In “Nokia”, his first novel the Syrian novelist and poet, Basem Suliman, “depicts the life of three friends, representing three levels of existence: the virtual, the imaginatory and the reality. Those characters fight each other unconsciously but agree with each other consciously, ending to one drowned will trying to traverse the sea toward Europe, the second as a legal migrant toward Canada and the third sucking their lives in homeland on the three levels (virtual- imaginatory – reality).” Detailed Basem Suliman 

 Whereas, in his story collection “ Quite a Kiss’’, the paradoxes upon which his stories are based reveal the multiplicity of questions facing his characters as they contemplate and try to understand the reality of their lives and the lives of others. Moreover, irony is a basic feature in this story collection that exacerbates the paradoxical absurdity of life and shows what lurks behind the details.

                        

In “First formation” Basem the poet, reform contemporary Syrian poetry by presenting prose poems characterized by briefness and intensification without mannerism; gambling on the poetic wager onto various readings.

“untouched” is a poetry collection which presents a thumbnail on the new Arabic poetic sensitivity today, a representation of love, homeland, hope and despair. Basem added in regards of love and war: “Love is a war that produce prosperity and fertility whereas battles only produce destruction and sterility.”

The Poems collection title has been extracted from a poem about Jesus Christ as a representation of virginity; which is metaphoric according to Suliman to his experience with poetry “I am still a virgin, capable of poetic revelation” he exclaimed.   The poems here are not preoccupied with major issues, as much as they are concerned with minor details, treating trivial daily details and contradictions, to emphasis the deeper. There are voices infiltrated from within the text, transforming language into a metaphor that carries an independent entity, in this case the language itself manifests its own concerns and distresses in order to deepen the vision of the poem collection as a whole.
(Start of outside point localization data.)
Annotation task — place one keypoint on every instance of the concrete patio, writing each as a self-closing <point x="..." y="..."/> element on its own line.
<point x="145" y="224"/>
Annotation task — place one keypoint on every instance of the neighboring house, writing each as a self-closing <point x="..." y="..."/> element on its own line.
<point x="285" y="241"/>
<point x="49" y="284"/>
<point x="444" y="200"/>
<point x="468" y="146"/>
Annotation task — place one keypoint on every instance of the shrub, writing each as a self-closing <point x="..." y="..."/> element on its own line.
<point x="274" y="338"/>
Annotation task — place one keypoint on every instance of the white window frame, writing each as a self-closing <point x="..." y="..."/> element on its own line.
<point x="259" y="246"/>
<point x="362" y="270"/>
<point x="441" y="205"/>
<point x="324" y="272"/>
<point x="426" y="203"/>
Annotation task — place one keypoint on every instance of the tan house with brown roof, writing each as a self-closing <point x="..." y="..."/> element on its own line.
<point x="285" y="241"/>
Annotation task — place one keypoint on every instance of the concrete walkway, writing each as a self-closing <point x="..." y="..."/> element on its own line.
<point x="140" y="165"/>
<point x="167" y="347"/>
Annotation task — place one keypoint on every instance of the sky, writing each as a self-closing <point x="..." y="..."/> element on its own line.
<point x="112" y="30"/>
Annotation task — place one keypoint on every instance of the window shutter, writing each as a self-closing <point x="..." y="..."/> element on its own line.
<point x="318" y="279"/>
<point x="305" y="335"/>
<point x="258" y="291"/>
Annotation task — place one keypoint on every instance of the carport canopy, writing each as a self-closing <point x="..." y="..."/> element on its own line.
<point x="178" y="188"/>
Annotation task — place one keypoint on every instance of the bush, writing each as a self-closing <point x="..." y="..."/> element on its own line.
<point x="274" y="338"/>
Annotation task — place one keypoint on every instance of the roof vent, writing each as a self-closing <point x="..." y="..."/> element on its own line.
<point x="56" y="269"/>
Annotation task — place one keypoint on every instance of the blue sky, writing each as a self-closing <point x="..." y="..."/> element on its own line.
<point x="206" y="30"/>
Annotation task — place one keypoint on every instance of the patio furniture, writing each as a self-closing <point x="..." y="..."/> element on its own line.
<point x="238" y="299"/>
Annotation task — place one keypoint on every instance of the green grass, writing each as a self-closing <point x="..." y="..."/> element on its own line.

 Basem Suliman ended his talk with Syriatimes by “There is no doubt that missing humanity in the reality of the war on Syrian, revealed to me the need to defend animals, plants and inanimate objects, the biggest losers in this war. Isn't this a black comedy in the face of the great Syrian tragedy, that my concern in the midst of daily death is defending a grasshopper or an ant? Whether it is realistic or symbolic? There is another thing, defending humanity in the Syrian war has become a charge that everyone accuses of everyone, so as a fearful being, so I get retreat in the forest.” And I couldn’t add a word, I was just listening to the voice of the forest.